The Jay Rayner Quartet- a Night of Food & Agony
Saturday 30 March | 7:30pm
Founded in 2012 the fabulous Jay Rayner Quartet romps through a repertoire of two halves. In keeping with his international renown as a restaurant critic, Jay tackles songs that deal with food and drink. Alongside that, in a series of brilliant anecdotes, he also reminisces about his childhood growing up with a mother who was a famous agony aunt and sex advice columnist, the late Claire Rayner.
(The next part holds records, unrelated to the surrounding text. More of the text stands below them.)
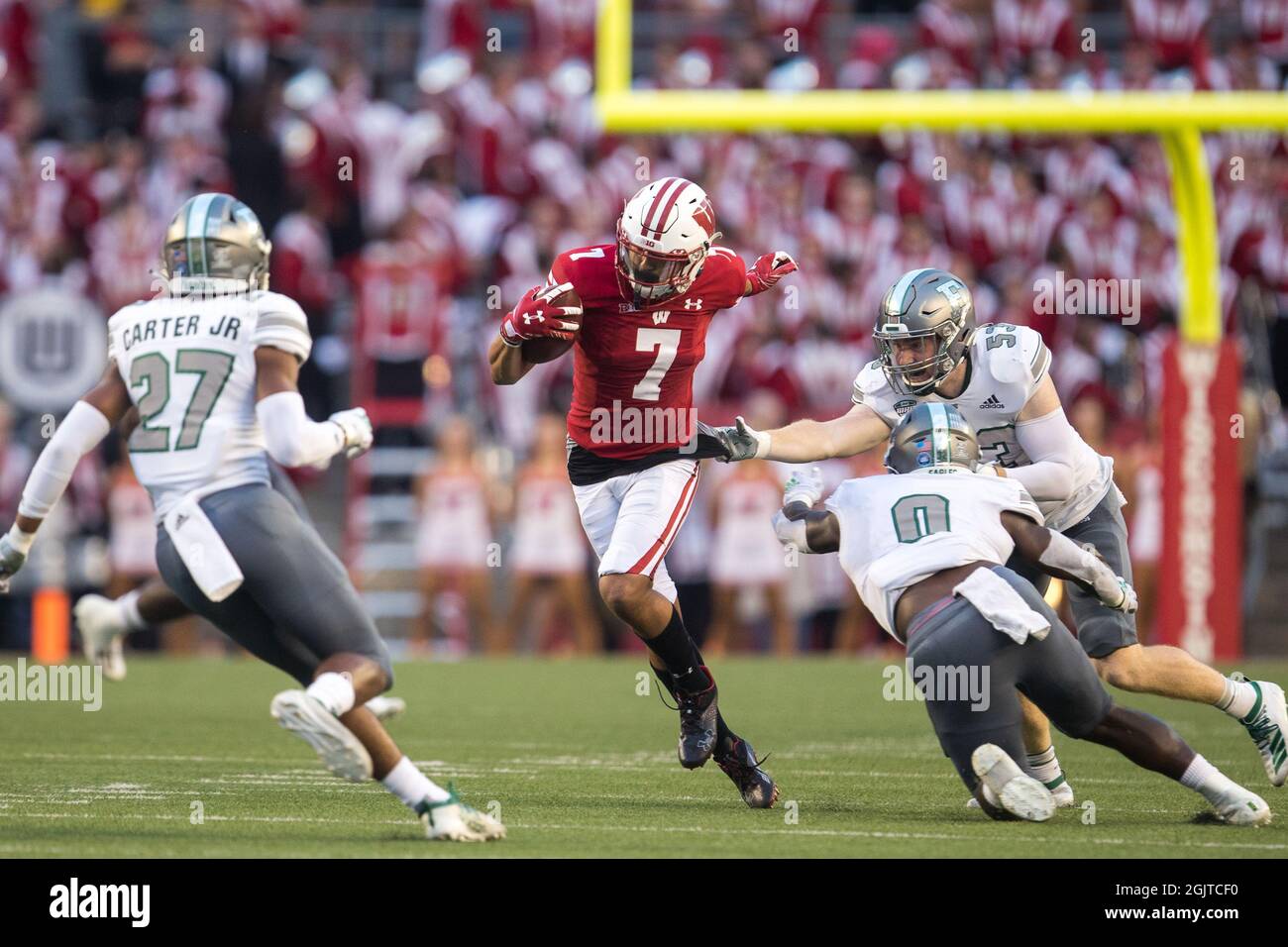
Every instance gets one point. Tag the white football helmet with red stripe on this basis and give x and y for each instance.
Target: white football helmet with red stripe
(662, 239)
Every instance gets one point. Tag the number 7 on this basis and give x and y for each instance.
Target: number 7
(668, 344)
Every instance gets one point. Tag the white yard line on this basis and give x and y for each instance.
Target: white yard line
(698, 830)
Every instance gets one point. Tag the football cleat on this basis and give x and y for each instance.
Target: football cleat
(385, 707)
(339, 750)
(1010, 787)
(1061, 792)
(697, 724)
(738, 762)
(102, 626)
(452, 819)
(1267, 725)
(1243, 808)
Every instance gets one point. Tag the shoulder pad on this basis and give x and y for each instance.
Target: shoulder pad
(1016, 355)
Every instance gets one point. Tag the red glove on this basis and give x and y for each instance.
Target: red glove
(769, 269)
(535, 317)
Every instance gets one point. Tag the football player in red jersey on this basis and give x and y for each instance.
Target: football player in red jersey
(639, 309)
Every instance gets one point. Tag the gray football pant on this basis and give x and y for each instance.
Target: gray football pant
(957, 643)
(1100, 630)
(296, 605)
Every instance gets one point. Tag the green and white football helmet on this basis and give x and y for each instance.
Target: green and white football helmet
(214, 239)
(931, 436)
(923, 303)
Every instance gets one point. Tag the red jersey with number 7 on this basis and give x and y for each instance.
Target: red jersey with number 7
(632, 376)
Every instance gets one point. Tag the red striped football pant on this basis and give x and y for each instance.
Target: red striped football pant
(632, 519)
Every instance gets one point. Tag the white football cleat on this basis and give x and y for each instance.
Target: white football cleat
(1243, 808)
(452, 819)
(385, 707)
(1061, 793)
(102, 626)
(1267, 725)
(1014, 789)
(339, 750)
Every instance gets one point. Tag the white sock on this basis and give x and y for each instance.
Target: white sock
(1044, 767)
(130, 616)
(412, 787)
(1237, 699)
(334, 692)
(1207, 780)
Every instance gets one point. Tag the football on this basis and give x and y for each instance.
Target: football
(548, 350)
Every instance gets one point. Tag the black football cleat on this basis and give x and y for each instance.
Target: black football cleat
(697, 724)
(738, 762)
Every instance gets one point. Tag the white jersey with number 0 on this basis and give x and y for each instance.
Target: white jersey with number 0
(189, 365)
(1006, 365)
(901, 528)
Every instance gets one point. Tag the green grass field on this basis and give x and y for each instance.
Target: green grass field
(580, 764)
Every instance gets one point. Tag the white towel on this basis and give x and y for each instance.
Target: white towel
(202, 549)
(1004, 607)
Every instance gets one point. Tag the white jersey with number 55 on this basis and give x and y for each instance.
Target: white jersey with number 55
(1006, 365)
(901, 528)
(189, 365)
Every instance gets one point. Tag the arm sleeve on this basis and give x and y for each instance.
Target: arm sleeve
(290, 437)
(282, 325)
(1051, 444)
(80, 432)
(733, 272)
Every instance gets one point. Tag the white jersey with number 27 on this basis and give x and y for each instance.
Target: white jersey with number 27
(901, 528)
(1006, 367)
(189, 365)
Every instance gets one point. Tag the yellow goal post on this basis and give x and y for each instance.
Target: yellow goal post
(1177, 119)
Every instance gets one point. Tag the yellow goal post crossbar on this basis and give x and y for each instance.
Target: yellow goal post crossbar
(1177, 119)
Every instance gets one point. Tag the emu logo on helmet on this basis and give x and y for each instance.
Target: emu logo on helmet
(954, 292)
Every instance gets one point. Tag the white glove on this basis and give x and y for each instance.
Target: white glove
(804, 486)
(356, 428)
(1128, 603)
(741, 441)
(14, 547)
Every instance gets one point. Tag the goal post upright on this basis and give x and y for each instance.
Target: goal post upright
(1177, 119)
(1202, 525)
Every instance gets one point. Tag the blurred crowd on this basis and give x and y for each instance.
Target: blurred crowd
(413, 195)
Because, as he says, ‘so many blues songs sound like a letter to an agony aunt’. Cue tunes like Black Coffee and The Ladies Who Lunch, Food Glorious Food and Leonard Cohen’s Dance Me To The End of Love.
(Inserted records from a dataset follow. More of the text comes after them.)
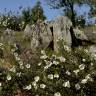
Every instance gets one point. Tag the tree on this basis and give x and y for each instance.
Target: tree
(37, 13)
(68, 6)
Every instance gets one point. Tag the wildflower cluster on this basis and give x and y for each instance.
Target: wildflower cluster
(67, 74)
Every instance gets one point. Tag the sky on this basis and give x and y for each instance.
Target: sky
(49, 12)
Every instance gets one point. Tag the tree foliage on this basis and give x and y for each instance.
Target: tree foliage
(68, 6)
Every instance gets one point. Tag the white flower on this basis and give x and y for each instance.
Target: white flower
(84, 81)
(55, 62)
(39, 64)
(62, 59)
(42, 86)
(76, 71)
(37, 78)
(9, 77)
(18, 74)
(81, 67)
(1, 44)
(50, 76)
(92, 64)
(66, 84)
(44, 57)
(88, 77)
(16, 54)
(66, 48)
(86, 50)
(57, 94)
(77, 86)
(43, 52)
(21, 67)
(68, 73)
(17, 58)
(21, 62)
(13, 69)
(28, 66)
(28, 87)
(0, 84)
(83, 60)
(46, 67)
(34, 83)
(56, 75)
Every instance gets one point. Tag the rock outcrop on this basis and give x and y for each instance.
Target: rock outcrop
(41, 36)
(48, 34)
(61, 31)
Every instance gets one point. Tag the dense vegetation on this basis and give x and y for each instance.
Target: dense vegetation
(45, 73)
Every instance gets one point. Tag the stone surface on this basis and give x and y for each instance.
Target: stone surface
(41, 36)
(80, 34)
(61, 30)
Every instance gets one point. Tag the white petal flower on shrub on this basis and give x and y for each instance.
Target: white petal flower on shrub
(42, 86)
(77, 86)
(66, 48)
(13, 69)
(56, 75)
(57, 94)
(88, 77)
(92, 64)
(84, 81)
(68, 73)
(86, 50)
(66, 84)
(62, 59)
(82, 67)
(50, 76)
(76, 71)
(83, 60)
(46, 67)
(43, 52)
(28, 66)
(37, 78)
(55, 62)
(39, 64)
(1, 44)
(9, 77)
(0, 84)
(16, 54)
(21, 67)
(21, 62)
(18, 74)
(43, 57)
(28, 87)
(34, 83)
(17, 58)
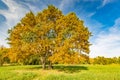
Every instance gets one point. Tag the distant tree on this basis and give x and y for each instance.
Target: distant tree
(50, 35)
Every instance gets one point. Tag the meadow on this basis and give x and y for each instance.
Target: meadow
(61, 72)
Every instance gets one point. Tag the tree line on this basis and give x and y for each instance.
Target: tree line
(35, 60)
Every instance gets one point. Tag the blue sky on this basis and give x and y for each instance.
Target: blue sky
(102, 17)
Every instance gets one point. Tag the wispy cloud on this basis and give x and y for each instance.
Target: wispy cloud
(107, 44)
(13, 15)
(104, 2)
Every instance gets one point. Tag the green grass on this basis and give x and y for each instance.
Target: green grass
(61, 72)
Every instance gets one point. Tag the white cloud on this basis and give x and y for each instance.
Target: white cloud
(104, 2)
(107, 44)
(13, 15)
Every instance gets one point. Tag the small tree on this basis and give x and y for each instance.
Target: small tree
(52, 36)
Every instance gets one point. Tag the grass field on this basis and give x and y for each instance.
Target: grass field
(61, 72)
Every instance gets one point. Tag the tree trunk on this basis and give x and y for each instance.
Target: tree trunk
(50, 65)
(43, 61)
(1, 62)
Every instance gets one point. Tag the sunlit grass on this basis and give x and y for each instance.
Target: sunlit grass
(61, 72)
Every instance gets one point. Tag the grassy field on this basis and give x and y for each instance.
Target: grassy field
(61, 72)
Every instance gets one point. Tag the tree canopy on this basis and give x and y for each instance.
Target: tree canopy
(51, 35)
Jay is accompanied on bass by Robert Rickenberg, a formidably inventive player who rose to prominence with the Sheena Davis group and who has accompanied jazz greats such as Will Gaines and Mark Murphy. On sax is the highly-regarded Dave Lewis whose lyrical breaks power the groove in his own band, 1Up, and have seen him accompany the likes of Lamont Dozier and Bryan Ferry.
But what completes the show is the vocal performance from the extraordinary Pat Gordon-Smith, who gets right inside every lyric. There’s a special chemistry between Pat and Jay too, which isn’t surprising. They’re married to each other. This isn’t nepotism; it’s good fortune. Pat has been singing longer than Jay has been playing, and has trained with the legendary jazz singer Liane Carroll.
Join Jay and his quartet for a night of food, agony, cracking stories and music that will nourish the soul.